Inwalida bez rąk zaatakował policjanta z tzw. główki. Paweł Ś. z Miastka został skazany za napaść na funkcjonariusza na pół roku więzienia. Do zdarzenia doszło w grudniu ubiegłego roku. 28-latek przyszedł na komisariat, by zbadać sobie zawartość alkoholu.
Policjant z dyżurki chciał mu pomóc w obsłudze urządzenia, wtedy niepełnosprawny uderzył go głową w twarz. Policjant jednak obronił się przed kolejnym atakiem i obezwładnił napastnika.
TO NIE PIERWSZY TAKI INCYDENT
Sąd rejonowy w Miastku nie był wyrozumiały dla niepełnosprawnego, bo to nie był pierwszy incydent z jego udziałem. 28-latek trafi na pół roku do więzienia za napaść na policjanta.
KIEDYŚ PORAZIŁ GO PRĄD
Jako nastolatek Paweł Ś. uległ poważnemu wypadkowi.
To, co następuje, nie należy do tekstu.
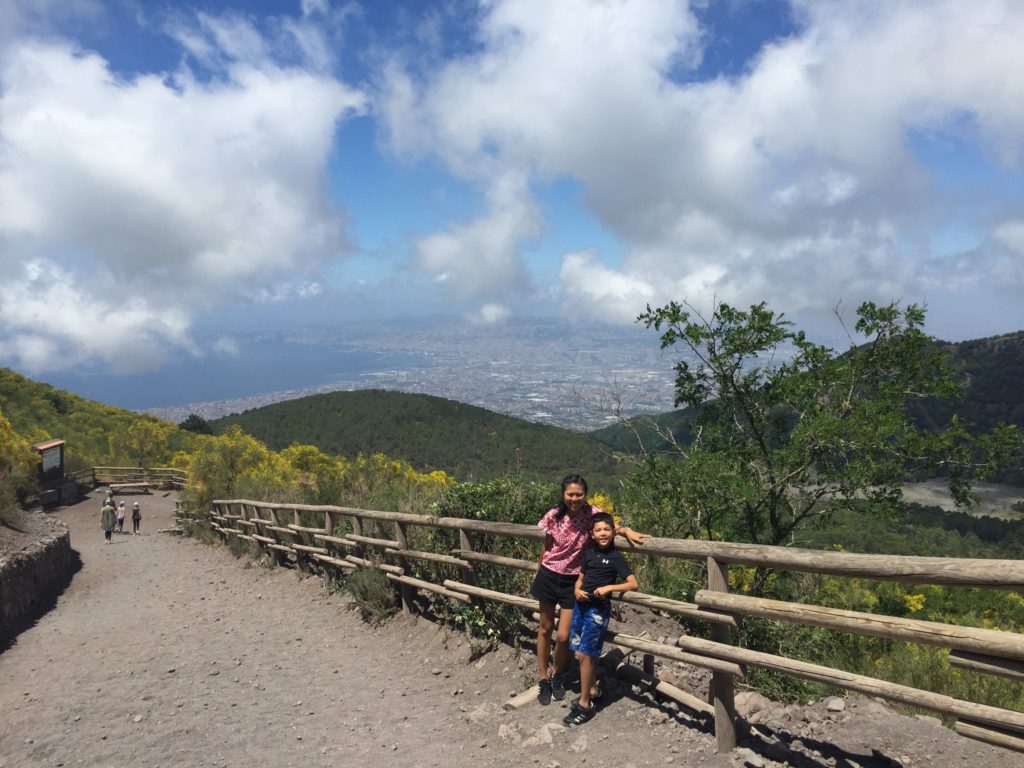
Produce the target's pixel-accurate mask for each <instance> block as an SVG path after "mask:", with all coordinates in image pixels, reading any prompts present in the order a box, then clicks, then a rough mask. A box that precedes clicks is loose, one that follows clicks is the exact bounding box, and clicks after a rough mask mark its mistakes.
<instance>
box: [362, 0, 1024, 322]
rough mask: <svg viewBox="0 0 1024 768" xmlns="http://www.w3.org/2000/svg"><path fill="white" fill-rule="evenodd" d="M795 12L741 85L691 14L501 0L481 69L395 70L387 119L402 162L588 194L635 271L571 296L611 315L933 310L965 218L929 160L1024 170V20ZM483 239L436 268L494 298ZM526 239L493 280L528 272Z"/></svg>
mask: <svg viewBox="0 0 1024 768" xmlns="http://www.w3.org/2000/svg"><path fill="white" fill-rule="evenodd" d="M793 12H794V14H795V17H796V19H797V23H798V27H797V32H796V33H795V34H794V35H792V36H788V37H786V38H784V39H779V40H775V41H772V42H769V43H768V44H766V45H765V46H764V47H763V48H762V49H761V51H760V52H759V53H758V55H757V56H756V57H754V58H753V59H752V60H751V61H750V62H749V66H748V67H746V69H745V70H744V71H743V72H742V73H740V74H739V75H736V76H734V77H729V78H725V77H717V78H714V79H700V77H699V76H698V71H697V69H696V67H697V65H698V63H699V61H700V56H701V52H702V46H705V45H707V44H709V39H708V32H707V31H702V30H700V29H699V25H698V22H697V17H696V16H695V15H694V14H693V13H692V12H691V10H690V9H689V8H688V7H687V5H686V3H680V2H676V1H675V0H665V1H664V2H650V1H648V0H643V1H641V0H635V1H631V0H618V1H617V2H609V3H600V4H596V3H589V2H583V0H580V1H579V2H571V1H569V0H566V2H561V3H554V4H552V3H538V2H530V1H529V0H496V2H494V3H489V4H487V5H485V6H484V7H483V13H482V16H481V19H480V23H479V27H478V28H477V30H476V39H475V40H474V42H475V43H476V45H475V46H471V47H470V51H469V52H468V53H465V54H464V55H463V56H462V57H460V58H458V59H454V60H449V61H445V62H440V63H437V65H436V66H433V65H431V66H430V67H429V68H427V69H423V68H418V67H417V65H416V63H415V62H409V61H406V62H403V61H401V60H400V59H397V58H396V59H393V60H392V61H391V63H390V67H389V68H388V69H387V70H386V77H385V82H384V86H383V88H382V94H381V98H380V101H379V103H378V109H379V110H380V113H381V114H382V116H384V118H385V119H386V120H387V138H388V141H389V145H390V146H391V147H392V150H393V151H394V152H395V153H396V154H398V155H400V156H401V157H406V158H414V159H415V158H420V157H433V158H437V159H439V160H440V161H441V162H443V163H444V164H445V165H446V167H447V168H449V169H450V170H451V171H452V172H453V173H455V174H457V175H458V176H460V177H461V178H463V179H465V180H467V182H469V183H471V184H476V185H479V186H480V187H481V188H485V189H489V188H490V184H492V183H494V182H493V180H494V179H502V178H504V177H506V176H507V175H508V174H509V173H516V174H519V175H520V176H521V177H522V178H523V179H525V182H524V185H523V189H524V191H523V194H522V195H521V196H520V197H519V198H517V203H518V205H520V206H521V205H525V203H524V202H523V201H524V198H527V197H529V196H535V197H536V196H538V195H540V194H541V193H543V190H544V188H545V185H546V184H548V183H550V182H551V181H553V180H557V179H561V178H572V179H574V180H577V181H578V182H580V183H581V185H582V187H583V189H584V198H585V202H586V205H587V207H588V208H589V210H590V211H591V212H592V213H593V214H594V215H595V216H596V217H597V218H598V219H599V220H600V222H601V223H602V224H603V225H604V226H605V227H606V228H607V229H608V230H610V231H611V232H612V233H613V234H614V236H615V237H616V238H617V239H618V240H620V241H621V242H622V243H623V244H624V245H625V255H624V256H623V258H622V260H621V262H620V263H616V264H614V265H607V264H604V263H601V262H599V261H597V260H596V259H595V258H593V257H592V256H588V255H586V254H583V255H581V254H579V253H571V254H567V255H565V256H564V259H563V264H562V268H561V281H562V287H561V290H562V291H564V292H567V293H570V294H575V295H579V296H581V297H587V298H589V299H591V300H592V301H590V302H588V304H590V305H592V306H594V307H595V312H596V313H597V314H600V315H602V316H613V317H621V318H624V319H627V318H628V319H632V318H633V317H634V316H635V315H636V313H637V311H638V310H639V309H641V308H642V306H643V303H644V302H646V301H652V302H660V301H664V300H667V299H669V298H687V299H689V300H691V301H694V302H696V303H697V304H699V303H700V302H701V301H706V300H708V299H709V298H711V297H712V296H716V297H717V298H718V299H724V300H728V301H733V302H745V301H760V300H762V299H767V300H769V301H770V302H772V303H773V304H776V305H778V306H779V307H780V308H784V309H786V310H787V311H794V310H801V309H810V310H813V309H815V308H819V307H822V306H831V305H835V303H836V302H837V300H839V299H841V298H846V299H847V300H859V299H860V298H883V299H885V298H894V297H904V298H914V297H915V296H916V295H919V294H920V293H921V292H923V291H925V290H926V289H927V288H928V286H929V284H930V281H931V280H932V279H933V278H934V276H936V275H937V274H938V273H940V272H941V271H942V269H943V265H942V263H940V262H938V261H937V259H936V258H935V255H934V254H932V253H930V252H929V249H928V247H927V245H924V244H927V240H928V234H929V232H930V231H931V230H932V229H933V228H935V227H937V226H939V225H941V224H942V223H943V221H944V217H945V216H946V213H947V208H946V206H947V202H946V201H944V200H943V199H942V195H943V193H942V190H941V189H940V187H939V185H938V184H937V183H936V179H935V178H934V175H933V171H932V170H931V169H929V168H928V167H926V165H925V164H924V162H923V161H922V159H921V157H920V152H921V146H920V144H921V143H927V142H929V141H932V140H933V139H935V138H936V137H941V138H945V139H948V140H950V141H952V142H953V143H963V144H964V145H966V146H968V147H970V148H971V151H973V152H977V153H980V154H981V155H982V156H983V157H985V158H986V159H987V162H989V163H990V164H992V165H993V166H998V167H1002V168H1009V169H1011V170H1012V171H1013V172H1019V171H1020V165H1021V160H1022V158H1021V151H1022V148H1024V142H1022V140H1021V136H1022V135H1024V80H1022V79H1021V78H1017V77H1014V76H1013V75H1012V73H1016V72H1020V71H1022V70H1024V47H1022V46H1021V45H1019V41H1018V40H1017V37H1018V33H1019V30H1020V29H1022V28H1024V6H1022V5H1021V4H1019V3H1011V2H1006V0H982V1H981V2H978V3H971V4H965V3H962V2H958V1H957V0H942V1H940V2H935V1H933V0H898V1H896V2H886V3H880V2H877V1H874V0H853V1H852V2H849V1H844V2H838V1H835V2H817V1H815V2H811V0H797V1H796V2H794V4H793ZM493 215H494V216H497V215H498V213H496V214H493ZM538 225H541V224H539V223H532V222H531V226H538ZM971 225H973V226H978V227H981V228H987V225H986V224H985V223H984V222H982V221H974V222H971ZM505 231H506V232H508V231H509V230H508V228H507V227H506V229H505ZM482 234H483V232H481V228H480V227H479V226H477V225H476V223H470V224H467V225H465V226H461V227H455V228H453V229H451V230H449V231H446V232H443V233H442V234H432V236H428V237H427V238H425V239H424V241H423V242H421V248H424V244H425V245H426V248H427V250H430V249H431V248H433V249H435V250H436V251H438V252H440V255H438V256H437V257H436V258H434V259H429V258H423V259H421V265H422V266H424V268H426V269H428V270H431V271H433V272H434V273H436V274H442V275H444V278H445V279H446V280H450V281H451V280H461V288H462V290H463V291H465V292H466V293H467V294H473V293H474V292H485V291H487V290H490V288H492V286H490V285H488V284H487V283H486V282H481V281H479V280H478V279H477V276H476V273H475V271H474V270H473V269H472V268H467V270H466V273H462V272H461V270H460V269H459V268H458V266H457V262H460V261H463V260H469V259H471V258H473V256H474V255H475V254H476V253H477V251H478V250H479V246H478V243H479V241H480V239H481V236H482ZM1008 238H1009V240H1014V238H1013V237H1012V236H1008ZM1008 238H1004V240H1007V239H1008ZM509 241H510V238H508V237H506V238H505V240H504V243H505V244H506V247H504V248H495V249H493V250H492V251H490V252H489V254H490V260H489V261H488V263H487V267H488V269H492V270H496V271H499V272H500V271H501V268H502V267H501V264H502V263H504V264H506V265H511V264H514V262H515V260H516V259H517V258H518V255H517V251H516V250H515V249H514V248H512V247H509V246H508V243H509ZM582 245H586V244H582ZM976 256H977V254H975V255H974V256H972V255H971V254H964V255H963V258H965V259H970V258H973V257H976ZM506 268H511V267H506ZM974 280H975V282H976V284H977V285H982V284H983V283H984V281H986V280H987V278H986V276H985V275H984V274H982V273H980V270H979V271H978V272H976V273H975V274H974ZM1020 287H1022V288H1024V286H1020Z"/></svg>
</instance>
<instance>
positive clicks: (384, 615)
mask: <svg viewBox="0 0 1024 768" xmlns="http://www.w3.org/2000/svg"><path fill="white" fill-rule="evenodd" d="M345 589H347V590H348V593H349V594H350V595H351V596H352V599H353V600H355V604H356V605H357V606H358V607H359V612H360V613H361V614H362V618H364V621H366V622H370V623H372V624H379V623H381V622H383V621H384V620H385V618H387V617H388V616H390V615H393V614H394V613H396V612H397V610H398V598H397V595H396V593H395V587H394V585H392V584H391V583H390V582H389V581H388V580H387V577H386V575H385V574H384V571H382V570H378V569H377V568H356V569H355V570H353V571H352V572H351V573H349V574H348V575H347V577H346V578H345Z"/></svg>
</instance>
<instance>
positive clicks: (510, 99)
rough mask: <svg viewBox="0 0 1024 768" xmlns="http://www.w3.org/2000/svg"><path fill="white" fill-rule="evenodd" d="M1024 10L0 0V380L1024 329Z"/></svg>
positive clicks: (866, 3)
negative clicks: (323, 357)
mask: <svg viewBox="0 0 1024 768" xmlns="http://www.w3.org/2000/svg"><path fill="white" fill-rule="evenodd" d="M1022 35H1024V4H1021V3H1017V2H1013V1H1012V0H1004V1H1001V2H1000V1H998V0H978V2H972V3H964V2H961V1H959V0H813V1H812V0H793V1H792V2H782V1H780V0H719V1H715V0H708V1H707V2H689V3H687V2H685V0H673V1H671V2H670V1H668V0H665V1H662V0H604V1H603V2H598V1H597V0H560V1H559V2H550V1H542V0H487V1H486V2H470V1H469V0H466V1H456V2H426V1H424V0H421V1H419V2H393V3H367V2H365V3H356V2H331V1H330V0H304V1H302V2H299V1H298V0H296V1H295V2H289V1H286V0H282V1H280V2H246V3H242V2H231V1H230V0H218V1H217V2H212V1H205V2H204V1H200V2H196V3H189V4H180V3H169V2H146V1H144V0H111V1H110V2H97V1H96V0H48V1H44V0H33V1H32V2H29V1H28V0H0V365H5V366H10V367H12V368H15V369H16V370H19V371H23V372H26V373H28V374H30V375H45V374H46V373H47V372H54V371H61V370H66V371H67V370H88V369H89V368H95V367H100V368H102V370H104V371H114V372H123V373H126V374H127V373H132V372H137V371H143V370H151V371H152V370H159V369H160V368H161V367H162V366H166V365H168V364H169V361H172V360H175V359H181V358H182V357H202V356H204V355H210V354H218V353H225V352H226V351H229V350H230V348H231V344H230V343H229V340H228V339H226V338H225V339H224V340H222V341H221V342H220V343H217V342H211V341H210V339H217V338H218V336H217V331H218V330H223V332H224V334H225V336H226V335H229V334H230V333H234V332H239V331H244V330H247V329H268V328H282V327H289V326H295V325H300V324H304V323H321V322H329V323H337V324H341V325H344V324H345V323H349V322H354V321H356V319H358V321H367V319H370V321H373V319H374V318H378V317H379V318H386V317H392V316H396V315H407V316H408V315H416V314H434V313H446V314H451V315H452V316H453V317H455V318H457V321H456V322H459V323H485V324H501V323H504V322H506V321H508V319H509V318H512V317H515V316H517V315H537V314H546V315H553V316H558V317H562V318H565V319H567V321H571V322H586V323H611V324H624V325H625V324H630V323H632V322H633V318H634V317H635V316H636V314H637V313H638V312H639V311H641V310H642V309H643V308H644V306H645V305H646V304H648V303H649V304H652V305H658V304H664V303H666V302H668V301H669V300H671V299H677V300H686V301H689V302H690V303H692V304H694V305H695V306H697V307H700V308H707V307H709V306H711V304H712V303H713V302H714V301H716V300H720V301H722V300H724V301H728V302H732V303H737V304H746V303H754V302H759V301H762V300H765V301H768V302H769V304H770V305H771V306H772V307H773V308H776V309H778V310H781V311H784V312H786V313H787V314H788V315H791V316H793V317H796V318H797V319H798V321H799V322H800V323H801V324H802V325H805V326H806V327H808V328H809V329H810V330H811V331H812V333H819V334H821V335H822V336H826V335H829V334H835V332H836V326H837V324H836V322H835V318H834V317H833V309H834V307H836V306H837V305H838V304H842V305H844V306H847V307H852V306H856V304H858V303H859V302H860V301H862V300H866V299H870V300H876V301H890V300H894V299H899V300H903V301H907V302H911V301H912V302H918V303H926V304H927V305H928V307H929V330H930V331H931V332H932V333H934V334H936V335H937V336H940V337H942V338H946V339H953V340H955V339H964V338H974V337H979V336H985V335H991V334H996V333H1004V332H1009V331H1014V330H1020V329H1022V328H1024V308H1022V306H1024V302H1022V301H1021V297H1022V296H1024V168H1022V164H1024V153H1022V151H1024V106H1022V105H1024V78H1021V77H1020V76H1019V74H1018V73H1020V72H1024V47H1022V46H1021V45H1019V41H1020V39H1021V38H1022Z"/></svg>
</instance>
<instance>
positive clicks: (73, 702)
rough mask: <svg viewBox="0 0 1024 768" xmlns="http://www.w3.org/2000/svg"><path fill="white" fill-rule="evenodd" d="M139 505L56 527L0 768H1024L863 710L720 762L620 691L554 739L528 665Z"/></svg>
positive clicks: (28, 642) (17, 671)
mask: <svg viewBox="0 0 1024 768" xmlns="http://www.w3.org/2000/svg"><path fill="white" fill-rule="evenodd" d="M134 498H135V499H138V501H139V502H140V504H141V506H142V514H143V517H142V524H141V528H142V535H141V536H138V537H132V536H128V535H122V536H119V535H115V536H114V543H113V544H111V545H104V544H103V538H102V534H101V531H100V530H99V523H98V511H99V504H100V499H101V494H100V492H96V493H95V494H94V495H93V496H92V498H90V499H88V500H86V501H84V502H82V503H81V504H79V505H77V506H75V507H69V508H67V509H63V510H61V511H59V512H57V513H56V516H57V517H59V518H61V519H63V520H65V521H66V522H67V523H68V525H69V527H70V528H71V536H72V546H73V547H74V548H75V550H76V551H77V552H78V553H79V555H80V557H81V559H82V569H81V570H80V571H79V572H78V573H76V574H75V577H74V579H73V581H72V583H71V585H70V586H69V587H68V589H67V590H65V592H63V593H62V594H61V595H60V597H59V598H58V600H57V603H56V606H55V607H54V609H52V610H50V611H49V612H48V613H46V614H45V615H43V616H42V617H41V618H39V621H38V622H37V623H36V624H35V625H34V626H32V627H30V628H29V629H27V630H26V631H25V632H23V633H22V634H20V635H19V636H18V637H17V638H16V640H15V641H14V643H13V644H12V645H11V646H10V647H9V648H7V649H6V650H4V651H3V652H0V768H12V767H13V766H112V767H113V766H131V767H132V768H145V767H146V766H246V767H249V766H274V767H276V766H302V767H303V768H313V767H315V766H338V765H352V766H424V767H427V766H467V767H468V766H521V765H526V766H529V765H540V766H545V768H551V767H552V766H559V767H560V768H567V767H569V766H616V767H618V768H631V767H634V766H635V767H637V768H639V766H653V765H663V766H664V765H677V766H739V765H764V766H770V765H776V764H778V765H783V764H784V765H797V766H802V767H810V766H826V765H828V766H836V765H841V766H845V765H849V766H852V765H859V766H864V767H865V768H866V767H867V766H891V765H894V764H903V765H907V766H909V765H923V766H925V765H938V764H942V765H952V766H957V765H971V766H972V768H977V767H978V766H983V767H986V766H992V767H993V768H994V766H1000V768H1004V767H1009V766H1015V767H1020V768H1024V760H1022V759H1021V756H1018V755H1015V754H1013V753H1008V752H1005V751H999V750H993V749H990V748H987V746H983V745H981V744H977V743H975V742H971V741H967V740H966V739H963V738H959V737H958V736H955V735H954V734H952V733H950V732H949V731H947V730H945V729H943V728H941V727H939V726H938V725H937V724H935V723H934V722H931V721H929V722H923V721H921V720H916V719H914V718H907V717H903V716H900V715H896V714H894V713H892V712H890V711H888V710H885V709H884V708H881V707H880V706H879V705H877V703H874V702H870V701H865V700H863V699H849V701H850V703H849V707H848V710H847V712H846V713H844V715H843V717H841V718H839V719H838V721H837V720H836V719H834V718H830V717H829V716H825V715H821V716H820V717H819V716H817V715H815V716H814V717H811V716H810V715H806V716H802V715H801V712H807V713H812V712H813V710H812V709H808V710H806V711H798V710H794V716H793V717H794V726H793V731H794V734H796V735H801V734H802V731H801V727H803V725H807V726H808V728H812V726H813V728H812V730H813V732H814V737H813V738H811V737H810V731H808V734H807V735H805V736H804V738H803V739H802V740H800V739H798V741H799V744H798V745H797V746H791V745H790V744H792V743H793V741H791V739H792V738H793V736H792V735H786V734H783V736H782V739H781V740H779V739H778V738H776V737H775V736H774V735H770V737H769V738H768V739H767V740H766V739H764V738H761V737H757V738H753V739H750V740H748V741H746V742H745V743H744V745H745V746H748V748H751V749H748V750H740V751H737V752H736V753H733V754H732V755H730V756H723V755H716V754H715V742H714V736H713V735H712V734H711V732H710V728H709V726H708V724H707V723H706V722H703V721H701V720H697V719H690V717H689V716H688V715H687V714H686V713H685V712H679V711H677V710H676V709H675V708H674V707H669V708H659V707H657V706H656V705H655V703H654V702H653V700H652V699H651V698H650V697H649V695H648V694H644V693H640V692H638V691H635V690H632V689H629V688H625V687H620V688H617V689H616V688H615V686H613V685H612V686H611V687H610V689H609V693H610V694H611V695H610V701H609V702H608V703H607V705H606V706H605V708H604V709H603V710H602V711H600V712H599V713H598V715H597V717H595V719H594V720H593V721H591V722H590V723H588V724H587V725H585V726H582V727H579V728H574V729H563V728H562V727H561V718H562V717H563V716H564V715H565V714H566V712H567V710H566V705H567V703H568V701H567V700H566V701H563V702H561V703H553V705H552V706H550V707H547V708H543V707H540V706H539V705H536V703H535V705H530V706H527V707H526V708H524V709H522V710H519V711H517V712H511V713H506V712H504V711H503V710H502V705H503V703H505V702H506V701H507V700H508V699H509V698H510V697H511V696H512V695H513V694H514V693H516V692H518V691H520V690H522V689H523V688H524V687H525V685H526V684H527V678H526V677H525V674H524V672H523V671H524V670H526V671H528V670H529V669H531V667H532V662H531V659H530V658H529V657H528V656H526V657H521V656H519V655H517V653H516V651H514V650H512V649H510V648H502V649H499V650H497V651H493V652H490V653H487V654H485V655H483V656H482V657H479V658H472V657H471V653H470V647H469V643H468V641H467V640H466V639H465V638H463V637H461V636H459V635H456V634H451V633H447V632H445V631H444V630H442V629H439V628H437V627H435V626H434V625H432V624H430V623H429V622H427V621H425V620H414V618H409V617H398V618H396V620H393V621H391V622H389V623H388V624H387V625H386V626H384V627H382V628H374V627H371V626H369V625H367V624H365V623H364V622H362V621H361V620H360V618H359V616H358V614H357V613H356V612H355V611H353V610H351V606H350V603H349V601H348V600H347V598H345V597H343V596H339V595H333V594H329V593H328V592H327V591H326V590H325V589H324V586H323V584H322V582H321V581H319V580H318V579H316V578H304V577H302V575H301V574H299V573H297V572H296V571H293V570H290V569H286V568H265V567H262V566H260V565H254V564H252V563H247V562H245V561H242V560H239V559H237V558H234V557H233V556H232V555H230V553H229V552H227V550H226V549H225V548H223V547H211V546H207V545H204V544H200V543H198V542H195V541H193V540H188V539H181V538H178V537H175V536H170V535H167V534H158V532H157V531H158V529H161V528H166V527H169V526H170V525H171V524H172V512H173V507H174V503H173V502H174V500H173V496H163V495H161V494H156V495H153V496H139V497H134ZM127 499H128V504H129V506H130V504H131V499H132V497H128V498H127ZM129 525H130V522H129ZM616 691H617V692H616ZM858 701H859V702H860V706H859V707H858ZM872 708H873V709H872ZM818 709H819V710H823V707H819V708H818ZM858 712H860V713H862V714H855V713H858ZM872 712H873V714H872ZM776 735H777V734H776ZM751 750H753V752H752V751H751ZM894 761H895V762H894ZM962 761H963V762H962Z"/></svg>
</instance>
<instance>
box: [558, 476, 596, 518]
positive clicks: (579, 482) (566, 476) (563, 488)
mask: <svg viewBox="0 0 1024 768" xmlns="http://www.w3.org/2000/svg"><path fill="white" fill-rule="evenodd" d="M569 485H579V486H580V487H582V488H583V493H584V494H589V493H590V489H589V488H588V487H587V481H586V480H585V479H584V478H583V475H565V477H563V478H562V489H561V490H560V492H559V493H558V512H557V514H556V515H555V518H556V519H558V520H561V519H562V518H563V517H565V515H567V514H568V513H569V508H568V507H567V506H566V504H565V488H567V487H568V486H569ZM587 509H588V511H589V510H590V505H589V504H588V505H587Z"/></svg>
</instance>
Wszedł do trafostacji i uległ poważnemu porażeniu prądem. W wyniku wypadku stracił oba przedramiona. Po zdarzeniu mieszkańcy Miastka zbierali pieniądze, by ufundować poszkodowanemu protezy, żeby mógł w miarę normalnie funkcjonować.
Wyrok w sprawie pobicia policjanta nie jest prawomocny.